Crypto.com Accuses SEC of Overreach
Crypto.com has taken a bold step by filing a lawsuit against the SEC, following the receipt of a Wells Notice. The company asserts that this legal action is essential for the protection of the cryptocurrency industry’s future within the United States. In its official statement, Crypto.com emphasized the necessity of defending against what it describes as a federal agency acting beyond its authorized powers.
The primary argument presented by Crypto.com is that the SEC is overstepping its jurisdiction. The exchange claims that the SEC has unilaterally expanded its authority to classify nearly all cryptocurrency transactions as securities, with the notable exceptions of Bitcoin (BTC) and Ethereum (ETH). Crypto.com contends that this distinction lacks a solid legal foundation and ignores essential regulatory procedures, such as the notice-and-comment rule mandated by the Administrative Procedure Act.
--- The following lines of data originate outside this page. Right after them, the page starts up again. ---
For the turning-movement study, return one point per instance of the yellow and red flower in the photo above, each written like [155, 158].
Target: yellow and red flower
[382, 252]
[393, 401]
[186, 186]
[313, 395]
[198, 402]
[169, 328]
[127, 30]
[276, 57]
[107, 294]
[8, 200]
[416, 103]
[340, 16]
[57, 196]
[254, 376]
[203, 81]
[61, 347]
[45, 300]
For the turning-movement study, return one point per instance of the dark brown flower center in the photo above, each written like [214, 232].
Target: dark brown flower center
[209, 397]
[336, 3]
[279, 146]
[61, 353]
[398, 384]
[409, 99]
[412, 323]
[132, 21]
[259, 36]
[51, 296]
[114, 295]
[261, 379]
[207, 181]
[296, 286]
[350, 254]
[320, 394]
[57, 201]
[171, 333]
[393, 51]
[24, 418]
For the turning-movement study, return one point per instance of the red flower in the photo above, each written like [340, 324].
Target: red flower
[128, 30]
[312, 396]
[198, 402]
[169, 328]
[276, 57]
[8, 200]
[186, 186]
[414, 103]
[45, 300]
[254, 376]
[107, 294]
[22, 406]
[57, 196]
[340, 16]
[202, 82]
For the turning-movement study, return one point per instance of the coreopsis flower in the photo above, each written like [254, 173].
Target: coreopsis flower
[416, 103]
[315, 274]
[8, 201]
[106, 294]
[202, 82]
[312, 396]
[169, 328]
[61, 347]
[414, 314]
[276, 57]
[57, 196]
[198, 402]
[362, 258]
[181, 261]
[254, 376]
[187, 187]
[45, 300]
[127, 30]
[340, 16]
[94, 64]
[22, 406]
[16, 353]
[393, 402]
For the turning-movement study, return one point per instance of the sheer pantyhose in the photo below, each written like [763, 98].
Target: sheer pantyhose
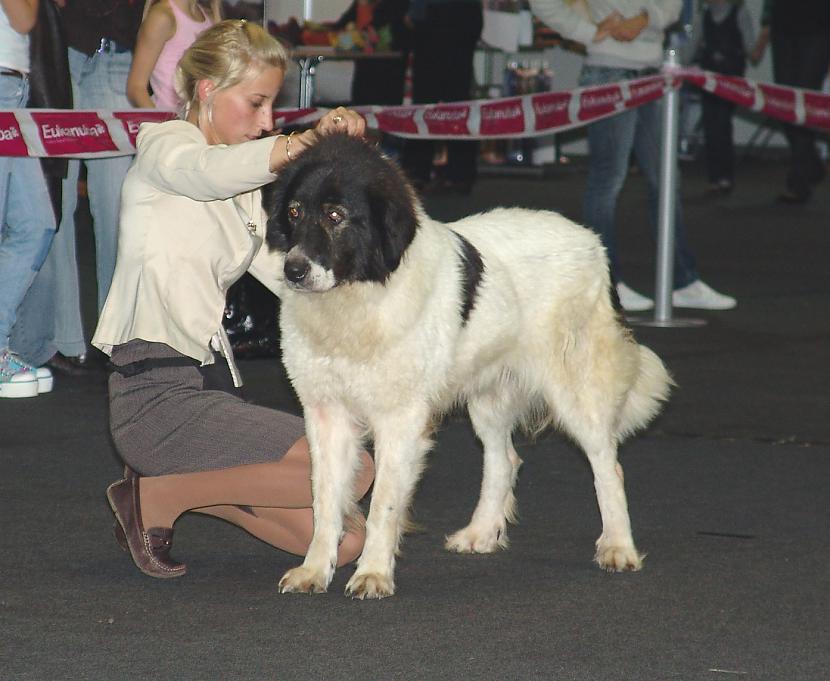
[271, 501]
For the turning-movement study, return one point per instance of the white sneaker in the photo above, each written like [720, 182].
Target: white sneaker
[631, 300]
[16, 377]
[702, 297]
The exchange further argues that the SEC’s enforcement actions are “arbitrary and capricious.” This is particularly concerning given that many cryptocurrencies share similar characteristics and transactional methods with BTC and ETH. Crypto.com seeks to halt what it perceives as the SEC’s unlawful activities, which it believes exceed the agency’s statutory authority and violate federal law.
Push for CFTC Oversight of Crypto Derivatives
In addition to its legal challenge against the SEC, Crypto.com is actively pursuing a change in the regulatory framework for cryptocurrency derivatives. Crypto.com | Derivatives North America (CDNA) has filed a petition with both the SEC and the Commodity Futures Trading Commission (CFTC). This petition seeks to clarify the regulatory oversight of certain cryptocurrency derivative products, advocating for these products to be designated solely under the jurisdiction of the CFTC.
The petition requests a joint interpretation from the agencies involved, and they have been given a 120-day window to respond. They can either issue a jointly approved interpretation or provide written reasons for any denial of the petition. This move by Crypto.com reflects a broader industry push for clearer and more consistent regulatory guidelines, which many believe are essential for the healthy development of the cryptocurrency market.
Cronos (CRO) Price Movement
Amid these regulatory challenges, Crypto.com’s ecosystem token, Cronos (CRO), has experienced a downturn. At the time of this writing, CRO is trading at $0.075, reflecting a 5% decrease within the last hour. This price movement highlights the volatility often associated with cryptocurrency markets, particularly in times of regulatory uncertainty.